Il Medioevo registrò un radicale cambiamento nel modo di fare filosofia. Severino Boezio, che fu protagonista anche politico nel regno romano-goto di Teodorico, fu l’ultimo di una stirpe di pensatori che, nella storia occidentale, ebbe il suo fondatore in Talete di Mileto.  Con l’autore della Consolatio tramontò la figura del pensatore di impianto aristotelico che vedeva nell’otium, nella privilegiata condizione di occuparsi di se stessi e di ciò che più interessa, il pre-requisito della speculazione filosofica. 
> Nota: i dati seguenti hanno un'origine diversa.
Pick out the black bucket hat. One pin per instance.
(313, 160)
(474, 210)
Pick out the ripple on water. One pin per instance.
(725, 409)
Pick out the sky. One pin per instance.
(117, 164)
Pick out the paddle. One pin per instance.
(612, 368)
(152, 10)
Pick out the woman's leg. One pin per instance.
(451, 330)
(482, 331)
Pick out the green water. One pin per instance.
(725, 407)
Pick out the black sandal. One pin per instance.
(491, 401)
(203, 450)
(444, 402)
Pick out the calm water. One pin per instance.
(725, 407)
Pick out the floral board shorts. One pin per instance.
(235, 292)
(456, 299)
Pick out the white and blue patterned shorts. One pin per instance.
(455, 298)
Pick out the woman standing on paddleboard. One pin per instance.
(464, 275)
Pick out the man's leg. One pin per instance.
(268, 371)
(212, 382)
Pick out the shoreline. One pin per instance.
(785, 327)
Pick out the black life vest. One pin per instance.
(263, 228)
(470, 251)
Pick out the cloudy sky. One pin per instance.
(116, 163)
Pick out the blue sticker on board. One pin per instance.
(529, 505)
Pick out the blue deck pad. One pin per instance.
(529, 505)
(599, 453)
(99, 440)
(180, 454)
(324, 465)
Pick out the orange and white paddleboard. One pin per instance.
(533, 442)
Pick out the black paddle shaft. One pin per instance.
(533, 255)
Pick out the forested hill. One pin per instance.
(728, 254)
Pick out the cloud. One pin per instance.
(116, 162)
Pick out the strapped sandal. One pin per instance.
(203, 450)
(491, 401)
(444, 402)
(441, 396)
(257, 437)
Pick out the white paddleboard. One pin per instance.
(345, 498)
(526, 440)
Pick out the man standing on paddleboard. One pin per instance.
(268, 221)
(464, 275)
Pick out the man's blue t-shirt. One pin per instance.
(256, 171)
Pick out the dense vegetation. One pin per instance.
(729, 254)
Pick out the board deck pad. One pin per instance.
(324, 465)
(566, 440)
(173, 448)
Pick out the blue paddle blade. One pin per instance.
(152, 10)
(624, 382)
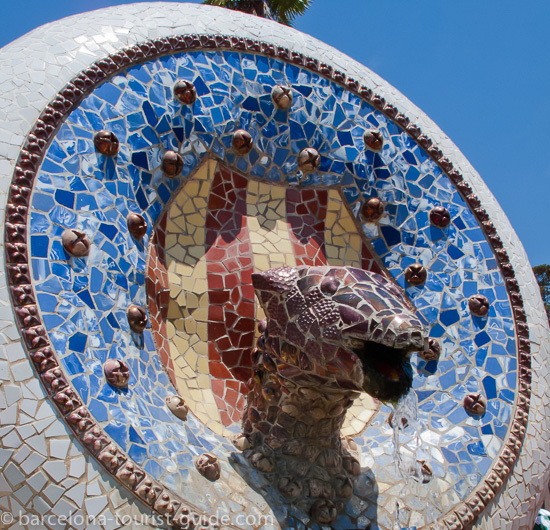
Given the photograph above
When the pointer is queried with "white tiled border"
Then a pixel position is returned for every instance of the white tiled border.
(43, 470)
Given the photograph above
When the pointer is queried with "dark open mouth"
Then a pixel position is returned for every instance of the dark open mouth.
(387, 371)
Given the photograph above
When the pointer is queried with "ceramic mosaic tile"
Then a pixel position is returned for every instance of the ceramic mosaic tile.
(83, 300)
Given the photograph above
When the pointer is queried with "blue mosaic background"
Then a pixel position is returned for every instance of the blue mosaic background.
(83, 301)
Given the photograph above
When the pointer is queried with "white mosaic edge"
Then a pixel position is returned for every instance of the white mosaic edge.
(44, 471)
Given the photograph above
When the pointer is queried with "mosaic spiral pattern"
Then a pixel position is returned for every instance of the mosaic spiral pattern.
(82, 302)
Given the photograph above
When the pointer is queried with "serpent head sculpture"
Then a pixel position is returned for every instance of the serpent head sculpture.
(330, 333)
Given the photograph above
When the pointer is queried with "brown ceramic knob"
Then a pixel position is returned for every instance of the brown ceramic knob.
(177, 407)
(137, 226)
(433, 352)
(373, 139)
(324, 511)
(208, 466)
(75, 242)
(106, 143)
(137, 318)
(172, 164)
(309, 159)
(415, 274)
(440, 217)
(117, 373)
(282, 97)
(241, 142)
(373, 209)
(478, 305)
(474, 403)
(185, 92)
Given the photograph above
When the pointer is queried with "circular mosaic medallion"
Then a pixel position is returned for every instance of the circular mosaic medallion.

Naturalmente, nel Medioevo non si smise di pensare; si cambiò il modo di farlo. Al filosofo subentrò il monaco, o il vescovo, o il priore. Nei lunghi secoli bui, il pensiero si rifugiò nelle fredde ma sicure mura dei conventi, proprio come l’abazia benedettina, entrata ormai nell’immaginario comune, dove si svolsero i fatti de “Il nome della rosa”. In quegli ambienti monastici non solo fu preservata la conoscenza frutto di un’altra era del mondo, ma fu garantita anche la possibilità di esercitare la ragione, seppure nell’ambito della scolastica e del suo altissimo campo: la conoscenza di dio e della verità rivelata. Quella della filosofia medievale è la storia della complessa equazione tra scienza e fede, che definì quell’epoca come l’equazione virtù-conoscenza caratterizzò quella antica. Eppure nessuno di quei pensatori-monaci-teologi si definì filosofo, nemmeno il più grande di essi, Tommaso d’Aquino, che sostenne l’unione somma di filosofia e teologia. Per lunghi secoli, pensiero e filosofia rimasero estranei, basti pensare ai commenti sprezzanti di Lanfranco di Pavia in quel di Bec (Normandia), che invitava a cercare la salvezza nell’autorità delle Scritture e nel solo esercizio della fede.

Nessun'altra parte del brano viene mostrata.